As Newcastle fans, we may have a romantic memory of the Frenchman, some more romantic than others, but he does have credentials.
He has the respect of a great number of people within the sport for his playing ability, he knows the sport inside out, he was an ambassador for the 2018 English FA bid for the World Cup, so he has experience of administrative/ambassadorial type stuff.
On top of that he has been running a successful vineyard, producing rosé wine in Provence, so he knows a thing or two about business.
Whether he is successful or not, how does the monumental news of June 2nd affect Newcastle United?
It may be too far-gone, but the whole way football is set up is to make money. It is unlikely that will change, but when you consider that a lot of the people who represented the FA (and FAs of other countries) were pandering to FIFA’s needs with both legislative issues and ruling issues (allegedly) in return for commensurate remuneration (loads of money) then it may just be possible that with a change of regime we might be able to get some things done that previously had been held back.

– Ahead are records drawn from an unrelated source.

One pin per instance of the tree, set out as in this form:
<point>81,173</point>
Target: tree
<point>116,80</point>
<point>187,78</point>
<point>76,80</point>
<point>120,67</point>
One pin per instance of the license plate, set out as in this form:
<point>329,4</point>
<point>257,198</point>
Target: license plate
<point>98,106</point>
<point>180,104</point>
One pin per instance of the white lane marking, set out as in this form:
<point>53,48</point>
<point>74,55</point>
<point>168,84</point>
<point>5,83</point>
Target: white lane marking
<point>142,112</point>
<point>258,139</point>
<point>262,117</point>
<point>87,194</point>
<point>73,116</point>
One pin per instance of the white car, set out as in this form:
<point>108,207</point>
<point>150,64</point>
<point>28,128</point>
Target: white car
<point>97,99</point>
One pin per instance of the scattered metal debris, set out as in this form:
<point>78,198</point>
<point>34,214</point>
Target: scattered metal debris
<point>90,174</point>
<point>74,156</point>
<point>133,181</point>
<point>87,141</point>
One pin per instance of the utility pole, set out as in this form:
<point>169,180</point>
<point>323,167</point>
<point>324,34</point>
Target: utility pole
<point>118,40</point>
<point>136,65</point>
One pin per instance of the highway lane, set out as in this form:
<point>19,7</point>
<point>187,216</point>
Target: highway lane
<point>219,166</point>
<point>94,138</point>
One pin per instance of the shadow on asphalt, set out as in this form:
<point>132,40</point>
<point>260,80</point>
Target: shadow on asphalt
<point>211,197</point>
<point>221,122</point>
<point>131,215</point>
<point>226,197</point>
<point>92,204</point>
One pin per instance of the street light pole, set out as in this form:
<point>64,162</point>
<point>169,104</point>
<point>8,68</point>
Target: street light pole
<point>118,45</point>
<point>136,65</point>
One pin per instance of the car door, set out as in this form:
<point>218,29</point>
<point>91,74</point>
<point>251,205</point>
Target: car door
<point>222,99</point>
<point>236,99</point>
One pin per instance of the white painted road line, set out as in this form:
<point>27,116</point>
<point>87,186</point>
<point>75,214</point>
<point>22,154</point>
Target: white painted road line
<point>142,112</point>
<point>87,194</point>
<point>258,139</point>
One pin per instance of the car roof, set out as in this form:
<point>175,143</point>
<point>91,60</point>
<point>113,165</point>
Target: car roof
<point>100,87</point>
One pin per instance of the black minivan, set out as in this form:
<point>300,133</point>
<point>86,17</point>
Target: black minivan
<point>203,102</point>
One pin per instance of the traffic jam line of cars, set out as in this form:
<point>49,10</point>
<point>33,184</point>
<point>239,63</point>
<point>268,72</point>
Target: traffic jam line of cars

It might be that a fair system is introduced, better than FFP, which creates a more level playing field (terrible football cliché) for all teams to compete on.
Imagine if, like in America, each club had a certain amount they could spend on wages, so you could have a star player or two, but would have to make it up elsewhere, or develop your youth system.
There are myriad problems with that obviously, and ways around it for the likes of Abu Dhabi, but having the ability to attempt to do these things would represent a huge step forward, and the impact on Newcastle United is clear.
Another lesson we can learn from changeFIFA and the media outlets focussed on bringing down the FIFA dictatorship is that campaigning can work, if it is organised, coherent, persistent and importantly, correct.
Our own war with Mike Ashley is entirely different to the Blatter battle, Blatter and his cronies appear to have been acting illegally as well as immorally, Jack Warner has admitted as much, but Ashley is just being an obstinate businessman, a tw*t, yes, but a criminal? Not that I know of.
Put it this way, the FBI aren’t about to smash in through his mock Tudor windows and arrest him, you can’t arrest someone for owning a football club. However, should the online campaigns wish to succeed, they could take heed of the persistence of anti-FIFA groups, and take heart from the success they have had (not that they were alone, of course there were a lot of people interested on the grandest of scales).
They might even be able to persuade David Ginola to take over the club.